Jason joined the army, was sent to India for officer training in the Indian Military Academy in Dehra Dun, where he outshone all the other cadets in his knowledge of jungle lore. He learnt to make a cuckoo call as well as the real bird which misled many a hearer on patrol exercises when a cuckoo answered his calls. On being commissioned he was posted to the 1st Gurkha Rifles. The three Indians and the Gurkha joined the Indian National Army, composed of Indian Army prisoners of war in Singapore. Intercepted by ‘Magic’, the highly guarded codeword given to the breaking of Japanese codes which the Indian National Army command in Singapore was allowed to use, the four men were captured; Rabilal Rai by Jason Rance and his men when he tried to get to India in a Japanese submarine; the two nephews, captured after parachuting into Burma and later hanged, and Tor Gul Khan, who was killed in Burma. Amazingly Jason Rance had been witness at the capture of the two Indians and the death of the one.

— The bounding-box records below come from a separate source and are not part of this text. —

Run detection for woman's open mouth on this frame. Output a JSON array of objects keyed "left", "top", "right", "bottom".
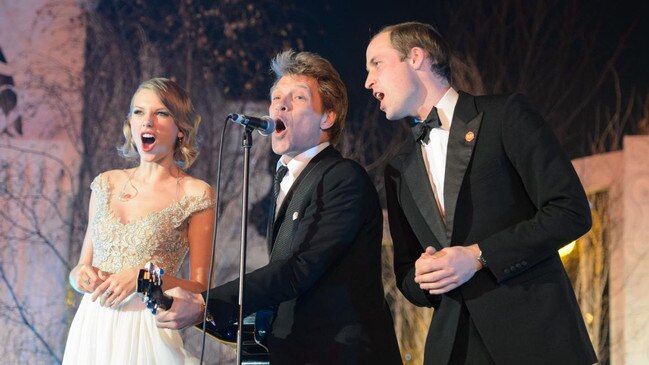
[{"left": 141, "top": 133, "right": 155, "bottom": 152}]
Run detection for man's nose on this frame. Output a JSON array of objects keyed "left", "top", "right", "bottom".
[{"left": 365, "top": 72, "right": 374, "bottom": 89}]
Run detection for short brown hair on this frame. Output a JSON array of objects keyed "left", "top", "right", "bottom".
[
  {"left": 270, "top": 50, "right": 348, "bottom": 145},
  {"left": 118, "top": 77, "right": 201, "bottom": 170},
  {"left": 375, "top": 22, "right": 451, "bottom": 83}
]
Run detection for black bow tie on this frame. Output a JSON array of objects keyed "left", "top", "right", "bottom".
[{"left": 412, "top": 107, "right": 442, "bottom": 144}]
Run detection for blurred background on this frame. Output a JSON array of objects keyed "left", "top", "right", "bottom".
[{"left": 0, "top": 0, "right": 649, "bottom": 364}]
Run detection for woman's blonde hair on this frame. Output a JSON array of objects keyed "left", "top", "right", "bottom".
[{"left": 117, "top": 77, "right": 201, "bottom": 170}]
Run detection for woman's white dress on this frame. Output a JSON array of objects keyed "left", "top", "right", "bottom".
[{"left": 63, "top": 174, "right": 214, "bottom": 365}]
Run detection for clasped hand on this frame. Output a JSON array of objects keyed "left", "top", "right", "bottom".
[
  {"left": 415, "top": 246, "right": 481, "bottom": 295},
  {"left": 92, "top": 267, "right": 139, "bottom": 308},
  {"left": 155, "top": 287, "right": 205, "bottom": 330}
]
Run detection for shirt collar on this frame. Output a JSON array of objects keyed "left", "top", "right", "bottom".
[
  {"left": 415, "top": 87, "right": 460, "bottom": 131},
  {"left": 277, "top": 141, "right": 330, "bottom": 178}
]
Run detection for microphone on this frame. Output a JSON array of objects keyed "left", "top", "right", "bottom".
[{"left": 228, "top": 113, "right": 275, "bottom": 136}]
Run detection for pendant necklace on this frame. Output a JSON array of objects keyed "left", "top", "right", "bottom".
[{"left": 119, "top": 167, "right": 139, "bottom": 202}]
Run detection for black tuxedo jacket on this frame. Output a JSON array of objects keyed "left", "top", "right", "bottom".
[
  {"left": 385, "top": 93, "right": 597, "bottom": 364},
  {"left": 208, "top": 147, "right": 401, "bottom": 364}
]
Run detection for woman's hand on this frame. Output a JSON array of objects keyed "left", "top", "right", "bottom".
[
  {"left": 92, "top": 267, "right": 140, "bottom": 308},
  {"left": 70, "top": 264, "right": 104, "bottom": 293}
]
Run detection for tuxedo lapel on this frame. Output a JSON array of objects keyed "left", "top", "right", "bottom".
[
  {"left": 444, "top": 92, "right": 483, "bottom": 237},
  {"left": 268, "top": 146, "right": 341, "bottom": 259},
  {"left": 403, "top": 143, "right": 449, "bottom": 246}
]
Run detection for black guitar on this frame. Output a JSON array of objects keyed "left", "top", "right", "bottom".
[{"left": 136, "top": 262, "right": 273, "bottom": 364}]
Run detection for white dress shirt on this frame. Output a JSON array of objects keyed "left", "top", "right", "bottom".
[
  {"left": 417, "top": 88, "right": 460, "bottom": 219},
  {"left": 275, "top": 141, "right": 330, "bottom": 213}
]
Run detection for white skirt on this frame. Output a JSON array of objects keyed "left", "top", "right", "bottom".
[{"left": 63, "top": 293, "right": 199, "bottom": 365}]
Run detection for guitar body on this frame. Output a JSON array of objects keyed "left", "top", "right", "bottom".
[{"left": 136, "top": 263, "right": 273, "bottom": 365}]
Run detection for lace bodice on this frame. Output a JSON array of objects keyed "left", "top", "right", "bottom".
[{"left": 90, "top": 174, "right": 214, "bottom": 275}]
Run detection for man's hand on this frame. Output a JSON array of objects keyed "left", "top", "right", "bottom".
[
  {"left": 156, "top": 287, "right": 205, "bottom": 330},
  {"left": 415, "top": 244, "right": 482, "bottom": 295}
]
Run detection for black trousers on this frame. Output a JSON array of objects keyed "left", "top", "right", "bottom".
[{"left": 449, "top": 303, "right": 496, "bottom": 365}]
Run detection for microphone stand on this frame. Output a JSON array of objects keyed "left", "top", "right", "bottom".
[{"left": 237, "top": 127, "right": 253, "bottom": 364}]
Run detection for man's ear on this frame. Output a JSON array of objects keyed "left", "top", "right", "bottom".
[
  {"left": 408, "top": 47, "right": 428, "bottom": 70},
  {"left": 320, "top": 111, "right": 336, "bottom": 131}
]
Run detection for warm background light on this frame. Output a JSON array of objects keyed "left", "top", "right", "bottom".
[{"left": 559, "top": 241, "right": 576, "bottom": 258}]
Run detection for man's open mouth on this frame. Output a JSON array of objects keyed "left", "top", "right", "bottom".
[{"left": 275, "top": 119, "right": 286, "bottom": 133}]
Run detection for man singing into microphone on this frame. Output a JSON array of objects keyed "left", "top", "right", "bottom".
[{"left": 157, "top": 51, "right": 401, "bottom": 364}]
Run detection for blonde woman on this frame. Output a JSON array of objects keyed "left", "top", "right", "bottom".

During the early stages of Japan’s invasion of Malaya Jason’s parents had escaped to India and his father had been commissioned in the Indian Intelligence Corps and worked in General Headquarters in New Delhi. He had met his son when Jason went to GHQ for briefing for two special jobs; teaching units of the Chinese Army to use British Light Machine Guns; being loaned to the Nepalese Contingent’s battalion in Burma to teach them the use of snipers’ rifles. A third meeting was at the trial of the two captured parachutists.
At that time victory over the Japanese had yet to occur and the future of India was in doubt. The future of Gurkhas was, too, and no one expected either to be allowed to serve in the post-independent Indian Army or that there would be Gurkhas in the British Army. Having no civil job to go back to he had volunteered for a regular commission and been awarded one so when he heard that Gurkha regiments had been divided between the two armies he had volunteered for continued service with them and to his intense delight he had been commissioned into the 12th Gurkha Rifles, made up of men from the east of Nepal. After Indian independence, the British Army’s Gurkhas were sent either to Hong Kong or Malaya. Jason’s new battalion had been detailed to go the latter and that was why it was, in its way, a home-coming for him.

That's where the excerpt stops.